[Ecls-list] AREF/SVREF/CHAR/SCHAR/ELT and signals

Fri Mar 18 18:07:39 UTC 2011

Matthew Mondor <mm_lists at pulsar-zone.net>
writes:

> Hello,
>
> When looking at the HyperSpec on those functions, it seems undefined
> what happens when a supplied index is not a "valid array index", thus,
> from 0 below the array size.  The exception is ELT, which should signal
> a condition of type TYPE-ERROR.
>
> In practice however, it seems that implementations attempt to signal an
> error condition for invalid index access.
>
> In SBCL, AREF, SVREF, CHAR, SCHAR will signal a uniform condition of
> type SB-INT:INVALID-ARRAY-INDEX-ERROR:
> Index 4 out of bounds for <insert array type here>,
> should be nonnegative and <<insert size here>.
>
> Although a different behaviour for ELT:
> The index 4 is too large. [SB-KERNEL:INDEX-TOO-LARGE-ERROR]
>
>
> For ECL, the condition type and error message varies, and SVREF even
> behaves differently than the others:
>
> CHAR: 4 is an illegal index to "123". [SIMPLE-ERROR]
>
> SCHAR: 4 is an illegal index to "123". [SIMPLE-ERROR]
>
> AREF: In an anonymous function, the index into the object 4. takes a value #(1 2 3) out of the range (INTEGER 0 2). [SIMPLE-TYPE-ERROR]
>
> SVREF: (this differs in interpreted and compiled mode)
> Interpreted mode: In function SVREF, the index into the object 4. takes a value #(1 2 3) out of the range (INTEGER 0 2). [SIMPLE-TYPE-ERROR]
> Compiled mode: Returns the supplied vector instead of signaling an error.
>
> ELT: 4 is not a valid index into the object #(1 2 3). [SIMPLE-TYPE-ERROR]
>
>
> Surely that a more consistent error signal could be used among these in
> the future; 

Indeed.

> but my main concern is about SVREF; is its special
> behaviour intentional?  

Definitely!

The way they're specified explicitely allows implementations to optimize
more or less these function calls, up to the level of C, if the
customers wanted so.

And similarly, the C standard doesn't specify either what happens when
you reference a slot in a vector beyond (or before) the bounds of the
vector (so called 'array' in C).

It just happens that customers of C compilers tend to expect from their
compiler not to test out of bound errors.

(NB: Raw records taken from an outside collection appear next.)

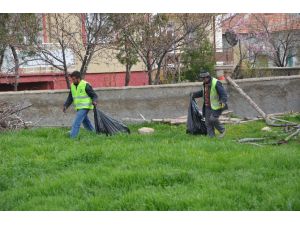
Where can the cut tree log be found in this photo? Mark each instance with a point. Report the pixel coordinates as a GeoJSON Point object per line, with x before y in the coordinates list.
{"type": "Point", "coordinates": [269, 119]}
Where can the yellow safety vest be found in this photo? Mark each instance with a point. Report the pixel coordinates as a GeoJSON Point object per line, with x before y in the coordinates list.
{"type": "Point", "coordinates": [81, 100]}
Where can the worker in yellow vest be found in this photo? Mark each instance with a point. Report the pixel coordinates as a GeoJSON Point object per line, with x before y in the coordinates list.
{"type": "Point", "coordinates": [84, 99]}
{"type": "Point", "coordinates": [215, 101]}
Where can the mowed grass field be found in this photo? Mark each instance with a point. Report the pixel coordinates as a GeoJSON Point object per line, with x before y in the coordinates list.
{"type": "Point", "coordinates": [42, 169]}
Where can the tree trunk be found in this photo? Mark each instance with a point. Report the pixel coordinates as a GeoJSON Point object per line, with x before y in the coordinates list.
{"type": "Point", "coordinates": [65, 69]}
{"type": "Point", "coordinates": [1, 58]}
{"type": "Point", "coordinates": [157, 75]}
{"type": "Point", "coordinates": [128, 74]}
{"type": "Point", "coordinates": [17, 66]}
{"type": "Point", "coordinates": [179, 70]}
{"type": "Point", "coordinates": [251, 102]}
{"type": "Point", "coordinates": [149, 76]}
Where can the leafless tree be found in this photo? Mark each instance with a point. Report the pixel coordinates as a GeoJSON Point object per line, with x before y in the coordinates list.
{"type": "Point", "coordinates": [18, 32]}
{"type": "Point", "coordinates": [156, 35]}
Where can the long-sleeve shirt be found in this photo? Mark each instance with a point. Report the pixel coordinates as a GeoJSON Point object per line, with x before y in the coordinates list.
{"type": "Point", "coordinates": [220, 90]}
{"type": "Point", "coordinates": [90, 92]}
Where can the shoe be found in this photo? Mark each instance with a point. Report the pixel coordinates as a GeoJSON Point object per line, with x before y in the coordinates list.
{"type": "Point", "coordinates": [222, 134]}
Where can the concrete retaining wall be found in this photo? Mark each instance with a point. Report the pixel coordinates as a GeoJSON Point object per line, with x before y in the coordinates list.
{"type": "Point", "coordinates": [274, 94]}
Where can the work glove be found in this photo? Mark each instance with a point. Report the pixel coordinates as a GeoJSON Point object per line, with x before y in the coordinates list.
{"type": "Point", "coordinates": [223, 105]}
{"type": "Point", "coordinates": [192, 95]}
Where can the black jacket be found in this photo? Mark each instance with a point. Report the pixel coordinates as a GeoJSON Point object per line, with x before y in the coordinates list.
{"type": "Point", "coordinates": [90, 92]}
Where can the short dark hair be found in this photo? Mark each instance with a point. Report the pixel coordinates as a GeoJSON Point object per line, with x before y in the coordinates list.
{"type": "Point", "coordinates": [76, 74]}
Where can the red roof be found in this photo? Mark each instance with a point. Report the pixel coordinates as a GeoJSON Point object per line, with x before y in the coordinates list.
{"type": "Point", "coordinates": [244, 23]}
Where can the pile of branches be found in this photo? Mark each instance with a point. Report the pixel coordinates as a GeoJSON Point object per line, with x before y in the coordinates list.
{"type": "Point", "coordinates": [291, 129]}
{"type": "Point", "coordinates": [10, 118]}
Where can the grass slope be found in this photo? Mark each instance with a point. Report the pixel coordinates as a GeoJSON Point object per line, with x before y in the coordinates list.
{"type": "Point", "coordinates": [42, 169]}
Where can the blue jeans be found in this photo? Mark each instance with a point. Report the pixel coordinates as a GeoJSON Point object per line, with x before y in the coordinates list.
{"type": "Point", "coordinates": [81, 117]}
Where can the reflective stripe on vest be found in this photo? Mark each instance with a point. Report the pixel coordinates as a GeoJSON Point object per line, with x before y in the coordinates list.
{"type": "Point", "coordinates": [81, 100]}
{"type": "Point", "coordinates": [214, 97]}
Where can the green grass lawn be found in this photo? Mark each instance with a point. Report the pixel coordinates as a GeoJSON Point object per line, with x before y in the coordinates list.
{"type": "Point", "coordinates": [42, 169]}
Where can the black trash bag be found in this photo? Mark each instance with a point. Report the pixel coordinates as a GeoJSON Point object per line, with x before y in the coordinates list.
{"type": "Point", "coordinates": [195, 121]}
{"type": "Point", "coordinates": [104, 124]}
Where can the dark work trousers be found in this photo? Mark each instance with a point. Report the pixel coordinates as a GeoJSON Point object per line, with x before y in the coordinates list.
{"type": "Point", "coordinates": [212, 121]}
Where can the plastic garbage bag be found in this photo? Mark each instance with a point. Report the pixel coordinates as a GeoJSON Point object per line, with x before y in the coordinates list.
{"type": "Point", "coordinates": [195, 120]}
{"type": "Point", "coordinates": [105, 124]}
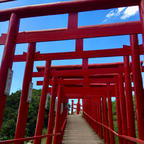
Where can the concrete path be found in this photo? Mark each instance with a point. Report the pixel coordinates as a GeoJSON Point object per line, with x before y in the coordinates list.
{"type": "Point", "coordinates": [78, 131]}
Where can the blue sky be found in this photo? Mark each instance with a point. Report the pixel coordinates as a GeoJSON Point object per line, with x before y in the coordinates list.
{"type": "Point", "coordinates": [60, 21]}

In the case of Common Lisp, there's a declaration that allows the user
to tell the compiler what he'd like:

  (declaim (optimization (safety 0))) ; for no runtime out-of-bound error checking
  (declaim (optimization (safety 3))) ; for runtime out-of-bound error checking

The definition of levels 1 and 2 being left up to the implementation.

> In the resulting C code I was happy to see that
> better optimization was possible than with AREF: inline C array access
> and lack of bound checking (for AREF, a function call is used for every
> access).  On the other hand, it could probably lead to unexpected
> behaviour in some buggy code to return a array instead of an integer?

Some other functions, when (safety 0) is specified, return an invalid
object.  This might be better than either the original vector or an
element of the vector.  However, SVREF is specified in such a way as to
be highly optimizable, so it is acceptable to make it faster and let it
return just what it has in the registers, even if it's the vector.  

-- 
__Pascal Bourguignon__                     http://www.informatimago.com/
A bad day in () is better than a good day in {}.